Open MPI logo

Open MPI User's Mailing List Archives

  |   Home   |   Support   |   FAQ   |   all Open MPI User's mailing list

Subject: Re: [OMPI users] Calling MPI_Test() too many times results in a time spike
From: Ioannis Papadopoulos (giannis.papadopoulos_at_[hidden])
Date: 2010-11-30 16:09:02


Eugene Loh wrote:
> Ioannis Papadopoulos wrote:
>
>> Has anyone observed similar behaviour? Is it something that I'll have
>> to deal with it in my code or does it indeed qualify as an issue to
>> be looked into?
>
> I would say this is NOT an issue that merits much attention. There
> are too many potential performance anomalies that you might be
> encountering and they aren't worth "fixing" (or even understanding)
> unless they impact your application's performance in a meaningful way.
>
> E.g., try timing "nothing". Here is a sample test program:
>
> #include <stdio.h>
> #include <mpi.h>
>
> #define N 1000000
>
> int main(int argc, char **argv) {
> int i;
> double t[N], tavg = 0, tmin = 1.e20, tmax = 0;
>
> MPI_Init(&argc,&argv);
> for ( i = 0; i < N; i++ ) {
> t[i] = MPI_Wtime();
> t[i] = MPI_Wtime() - t[i];
> }
> for ( i = 0; i < N; i++ ) {
> tavg += t[i];
> if ( tmin > t[i] ) tmin = t[i];
> if ( tmax < t[i] ) tmax = t[i];
> }
> tavg /= N;
>
> printf("avg %12.3lf\n", tavg * 1.e6);
> printf("min %12.3lf\n", tmin * 1.e6);
> printf("max %12.3lf\n", tmax * 1.e6);
>
> MPI_Finalize();
> return 0;
> }
>
> I find that the minimum is 0 (indicating non-infinitesimal granularity
> of the timer), the average is small (some overhead of the timer call),
> and the maximum is very large. Why? Because something will happen
> now and then. What it is doesn't matter unless your application's
> performance is suffering.
>
> You report that the overall time is about the same. That is, it takes
> just over a second to receive the message, which is expected if the
> sender delays a second before sending.

The overall time may be the same, however it is alarming (at least to
me) that if you call MPI_Test() too many times, the average time per
MPI_Test() call increases. After all, that is what I am trying to
measure, how much it costs to call MPI_Test() on average.

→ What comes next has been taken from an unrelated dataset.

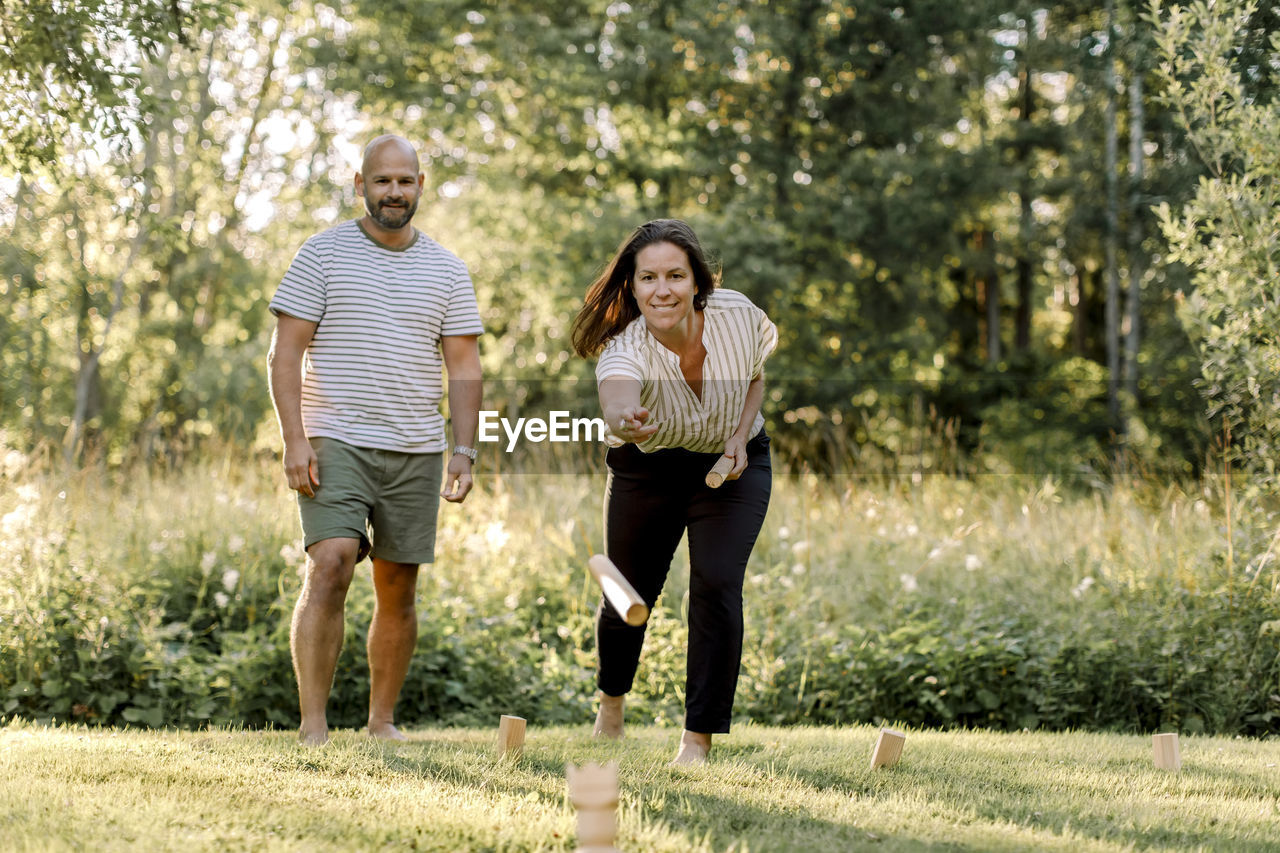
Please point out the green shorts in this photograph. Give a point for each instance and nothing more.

In your MPI_Wtime() example, the average overhead of MPI_Wtime() is
exactly the same, independently of max/min time - which is what I would
expect. This is not true for MPI_Test(). A small delay before calling
the later, lowers the MPI_Test() average time.

> One of the things you could do is look at total time to receive the
> message and total time spent in MPI_Test. Then, vary TIMEOUT more
> smoothly (0.000001, 0.000002, 0.000005, 0.00001, 0.00002, 0.00005,
> 0.0001, 0.0002, 0.0005, 0.001, 0.002, 0.005, 0.01, 0.02). You may
> also have to run many times to see how reproducible the results are.
> As TIMEOUT increases, the total time to get the message will roughly
> increase, but not by much until TIMEOUT gets pretty large. The total
> time spent in MPI_Test should fall as TIMEOUT increases. So, the idea
> is that by increasing TIMEOUT, you decrease the responsiveness of the
> receiver while you make more CPU time available for other tasks. With
> any luck, there will be a broad range of TIMEOUT values that degrade
> responsiveness negligibly while freeing a meaningful amount of time up
> for other computational tasks.
>
> The performance of MPI_Test() -- and of a particular MPI_Test() call
> -- is probably not very meaningful.
I have run my toy example a lot of times on various systems with both
OpenMPI and IBM MPI - I am always seeing the same behavior I have reported.

The performance of MPI_Test() is critical when you are not using MPI to
implement applications directly, but rather as transport layer for
higher level runtime systems. In that case, you need the non-blocking
MPI_Test() to avoid being stuck in MPI and do other things that your
runtime has to do.

Having an inconsistent overhead on MPI_Test() forces me to have a timer
before it, to avoid seeing this performance degradation in cases where
my runtime is out of things to do (but still cannot afford to block into
MPI) so it hits MPI_Test() until something arrives from the MPI layer or
the user gives something to the runtime something to do. A timer that
should not exist in my opinion.

>
> Note that your MPI_Irecv calls should strictly speaking have
> MPI_ANY_SOURCE rather than MPI_ANY_TAG.

You're right. However, even with having exactly matching
MPI_Isend/MPI_Irecv, the problem still exists.